Policy wonkery is manifestly a growth industry. In just three decades, the number of "think tanks" devoted to public policy research has soared from fewer than 70 to more than 300. Yet despite their often frantic efforts at self-promotion, most of these organizations remain largely hidden from public view. Rich and Weaver, political scientists at Wake Forest University, looked into what makes some think tanks more visible in the news media than others.

Taking a sample of 51 think tanks of various resources, outlooks, and locations, they examined how the organizations and their "experts" fared in news coverage and op-ed pieces in six national newspapers—the New York Times, the Wall Street Journal, the Christian Science Monitor, USA Today, the Washington Post, and the Washington Times.

The papers "tend to rely on the same think tanks as sources," they found. The centrist Brookings Institution was the most commonly cited think tank—except in the conservative Washington Times, where it ranked fifth. In each of the other five newspapers, Brookings, the conservative Heritage Foundation, and the conservative American Enterprise Institute (all located in Washington) were the three most-cited think tanks, accounting for a third or more of the mentions.

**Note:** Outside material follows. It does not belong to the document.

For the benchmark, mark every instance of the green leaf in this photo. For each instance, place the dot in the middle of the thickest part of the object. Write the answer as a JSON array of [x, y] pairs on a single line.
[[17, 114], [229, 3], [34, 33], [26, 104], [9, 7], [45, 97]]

Washington-based institutions got the lion’s share of the coverage, from almost 69 percent of the mentions (New York Times) to more than 86 percent (USA Today). Nationally oriented institutes headquartered elsewhere, such as the conservative Hudson Institute in Indianapolis, got only between 12 percent (USA Today) and 24 percent (New York Times, Wall Street Journal).

Though state-oriented think tanks are the fastest-growing type, say Rich and Weaver, they "are almost invisible" in the national newspapers, getting less than two percent of the mentions in five of the papers.

The organizations’ financial resources vary widely. The conservative Heritage Foundation’s 1996 budget was $24.2 million, 11 times that of the liberal Worldwatch Institute. Washington-based, nonliberal think tanks "have major advantages," Rich and Weaver say, in attracting money from foundations, corporations, and governments—and this translates into more media visibility. The conservative outfits received from 29 percent (New York Times) to 62 percent (Washington Times) of the think tank mentions. Liberal ones got only between four percent (Washington Times) and 13 percent (Christian Science Monitor).